September 1971

Saline Suppression of Plasma Aldosterone in Hypertension

Author Affiliations

USA, Honolulu; Indianapolis; Honolulu; Tucson, Ariz

From the departments of internal medicine, Tripler Army Hospital, Honolulu (Dr. Kem); the Indiana University Medical Center, Indianapolis (Dr. Weinberger); the University of Hawaii School of Medicine, Honolulu (Mr. Mayes); and the University of Arizona College of Medicine, Tucson (Dr. Nugent). Dr. Kem is now with the University of Texas Southwestern Medical School, Dallas. Mr. Mayes is now with the Inter-Science Institute, Los Angeles.

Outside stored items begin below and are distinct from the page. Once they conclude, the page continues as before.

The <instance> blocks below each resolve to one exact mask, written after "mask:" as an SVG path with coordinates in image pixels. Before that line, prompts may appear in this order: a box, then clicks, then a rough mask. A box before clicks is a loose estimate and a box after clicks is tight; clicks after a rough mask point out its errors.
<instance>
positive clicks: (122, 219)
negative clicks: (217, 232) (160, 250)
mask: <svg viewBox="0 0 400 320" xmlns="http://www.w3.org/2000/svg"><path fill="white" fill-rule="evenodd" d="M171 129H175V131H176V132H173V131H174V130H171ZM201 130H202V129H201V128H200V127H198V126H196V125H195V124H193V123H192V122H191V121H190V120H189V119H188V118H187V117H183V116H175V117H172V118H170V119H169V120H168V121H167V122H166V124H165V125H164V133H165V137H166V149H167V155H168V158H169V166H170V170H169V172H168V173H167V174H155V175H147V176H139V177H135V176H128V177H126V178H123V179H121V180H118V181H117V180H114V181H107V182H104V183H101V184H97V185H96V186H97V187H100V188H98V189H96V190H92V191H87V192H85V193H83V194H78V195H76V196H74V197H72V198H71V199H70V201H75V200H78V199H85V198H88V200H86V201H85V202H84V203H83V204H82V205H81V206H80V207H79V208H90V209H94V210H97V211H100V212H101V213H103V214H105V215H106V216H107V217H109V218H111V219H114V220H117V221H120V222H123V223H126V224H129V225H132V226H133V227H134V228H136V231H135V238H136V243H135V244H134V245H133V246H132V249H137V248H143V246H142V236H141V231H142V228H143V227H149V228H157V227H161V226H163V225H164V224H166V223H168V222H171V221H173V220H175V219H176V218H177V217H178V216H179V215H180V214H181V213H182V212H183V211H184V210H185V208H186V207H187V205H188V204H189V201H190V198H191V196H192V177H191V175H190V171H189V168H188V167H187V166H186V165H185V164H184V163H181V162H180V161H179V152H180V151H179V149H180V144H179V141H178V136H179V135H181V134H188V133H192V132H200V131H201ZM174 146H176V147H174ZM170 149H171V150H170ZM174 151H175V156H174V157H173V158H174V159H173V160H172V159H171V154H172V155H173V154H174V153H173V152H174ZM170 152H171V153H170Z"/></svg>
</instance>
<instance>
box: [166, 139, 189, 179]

Arch Intern Med. 1971;128(3):380-386. doi:10.1001/archinte.1971.00310210056004

Nine normal subjects and 18 patients with essential hypertension had similar suppression of plasma aldosterone concentration to 5 ng/100 ml or less after intravenous infusion of 2 liters of isotonic saline during four hours of recumbency. Six patients with aldosteronism and adrenal adenomas or glucocorticoid suppressible hyperplasia failed to suppress normally. One hypertensive hypokalemic patient with low plasma renin activity had elevated plasma deoxycorticosterone and failed to suppress his plasma aldosterone concentration below 5 ng/100 ml. Three of four patients with renovascular stenosis and hypertension suppressed normally. The fourth patient with a postinfusion plasma aldosterone concentration of 7 ng/100 ml was found to suppress normally when this value was expressed as percent of the two-hour upright value. This saline infusion, recumbency test is rapid and requires minimal patient preparation.